With both North Carolina and the United States reluctant to accept responsibility for what was then known as the Washington District, inhabitants of the region were essentially left to fend for themselves, especially when it came to defending themselves against hostile Native Americans. On August 23, 1784, about 50 frontier leaders (representing Washington, Sullivan, and Greene counties) met in Jonesborough and signed a document declaring themselves independent from North Carolina. In December, elected representatives held a convention at a church in Jonesborough. There they wrote a constitution (borrowing heavily from the North Carolina constitution), elected John Sevier as their Governor, and named the state Franklin after America's elder statesman Benjamin Franklin. William Cocke, one of the authors of the new Constitution, was appointed the task of going to Washington and convincing the Continental Congress to admit Franklin as a state.
On May 16, 1785, Cocke made his presentation to Congress. Needing 9 affirmative votes, the state of Franklin got 7 -- those being Connecticut, Rhode Island, New Hampshire, New York, Pennsylvania, New Jersey and Georgia.
Despite losing in Congress, the government of Franklin persevered, forming a permanent capital (Greeneville) and authorizing the issuance of money (although there is no evidence that any hard currency was ever produced). Originally consisting of three counties, by the end of 1786 Franklin had eight -- Greene, Sullivan, Washington, Sevier, Blount, Spencer, Caswell and Wayne. The additional counties were formed because the population was growing so fast -- in the latter part of 1785 and the first part of 1786, an estimated 10,000 families migrated from North Carolina and Virginia into the state of Franklin. The most extreme example of this growth was White's Fort, a community started in early 1786 which, by the end of its first year of existence, had more than 2,000 people living there. (This community is now known as Knoxville.)

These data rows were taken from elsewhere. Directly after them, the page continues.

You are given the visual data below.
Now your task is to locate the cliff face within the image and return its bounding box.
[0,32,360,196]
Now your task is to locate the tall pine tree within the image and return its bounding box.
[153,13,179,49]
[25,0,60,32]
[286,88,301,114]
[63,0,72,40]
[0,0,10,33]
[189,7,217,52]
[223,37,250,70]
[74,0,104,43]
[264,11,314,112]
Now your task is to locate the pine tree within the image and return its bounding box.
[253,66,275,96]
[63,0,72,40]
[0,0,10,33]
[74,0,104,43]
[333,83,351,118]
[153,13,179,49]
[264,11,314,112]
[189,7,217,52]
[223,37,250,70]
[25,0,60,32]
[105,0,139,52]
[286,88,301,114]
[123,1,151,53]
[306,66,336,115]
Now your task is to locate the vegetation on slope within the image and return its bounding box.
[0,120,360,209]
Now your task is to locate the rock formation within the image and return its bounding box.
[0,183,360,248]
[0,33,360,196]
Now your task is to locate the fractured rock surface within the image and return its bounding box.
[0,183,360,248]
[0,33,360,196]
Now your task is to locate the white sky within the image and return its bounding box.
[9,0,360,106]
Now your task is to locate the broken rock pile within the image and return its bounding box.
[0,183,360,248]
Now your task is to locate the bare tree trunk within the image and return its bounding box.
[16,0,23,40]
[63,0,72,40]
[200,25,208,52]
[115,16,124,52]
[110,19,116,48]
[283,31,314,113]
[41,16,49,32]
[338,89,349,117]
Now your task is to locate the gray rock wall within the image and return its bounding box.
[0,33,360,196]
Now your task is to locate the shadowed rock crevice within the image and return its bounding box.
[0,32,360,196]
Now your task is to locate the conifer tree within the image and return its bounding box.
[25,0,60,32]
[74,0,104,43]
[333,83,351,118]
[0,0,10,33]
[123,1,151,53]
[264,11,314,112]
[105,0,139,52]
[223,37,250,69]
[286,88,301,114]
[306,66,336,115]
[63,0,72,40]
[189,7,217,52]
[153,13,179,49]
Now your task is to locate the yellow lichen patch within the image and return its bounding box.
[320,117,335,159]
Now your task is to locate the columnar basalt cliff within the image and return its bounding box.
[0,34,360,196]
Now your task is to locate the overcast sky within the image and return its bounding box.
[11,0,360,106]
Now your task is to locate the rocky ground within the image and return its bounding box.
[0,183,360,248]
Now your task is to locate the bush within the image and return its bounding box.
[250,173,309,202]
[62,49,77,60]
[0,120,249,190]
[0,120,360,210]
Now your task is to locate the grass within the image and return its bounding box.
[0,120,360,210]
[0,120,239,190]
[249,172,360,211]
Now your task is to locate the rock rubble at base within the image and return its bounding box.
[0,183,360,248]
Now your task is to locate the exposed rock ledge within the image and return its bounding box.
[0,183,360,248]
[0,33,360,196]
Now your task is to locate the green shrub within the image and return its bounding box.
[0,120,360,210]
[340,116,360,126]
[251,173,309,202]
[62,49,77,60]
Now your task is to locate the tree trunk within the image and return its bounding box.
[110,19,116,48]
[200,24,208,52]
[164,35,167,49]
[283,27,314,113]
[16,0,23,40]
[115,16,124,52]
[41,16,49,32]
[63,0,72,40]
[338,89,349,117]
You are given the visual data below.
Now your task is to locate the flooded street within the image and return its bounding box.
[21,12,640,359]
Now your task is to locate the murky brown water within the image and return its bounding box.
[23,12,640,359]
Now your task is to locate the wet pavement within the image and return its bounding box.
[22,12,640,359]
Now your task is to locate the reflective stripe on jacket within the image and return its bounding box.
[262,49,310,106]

In June 1785, Sevier met with Cherokee leaders at Dumplin Creek in hopes of gaining additional land south of the French Broad River. Although the Cherokee later claimed they only agreed to permit white families already living in the region to remain, Sevier and the Franklinites interpreted the treaty differently and claimed the entire region between the French Broad and the Little Tennessee rivers open for settlement. When the United States met with the Cherokee at Hopewell in November, it completely ignored the Dumplin Creek negotiations. According to the boundaries established at Hopewell, the town of Greeneville, capital of the State of Franklin, was located well within the boundary of the Cherokee Nation.
The lack of recognition and respect at Hopewell was only one in a series of reversals for the Franklin movement, and by the end of 1787 a sizable portion of the population had rallied under the leadership of John Tipton and were calling for a return to North Carolina sovereignty. When Tipton persuaded a North Carolina county sheriff to seize some of Sevier's property for back taxes, the Governor of Franklin responded by leading a small army to Tipton's home in February 1788. Although the clash included only of a brief siege and an inconclusive skirmish, it is now known as the Battle of Franklin.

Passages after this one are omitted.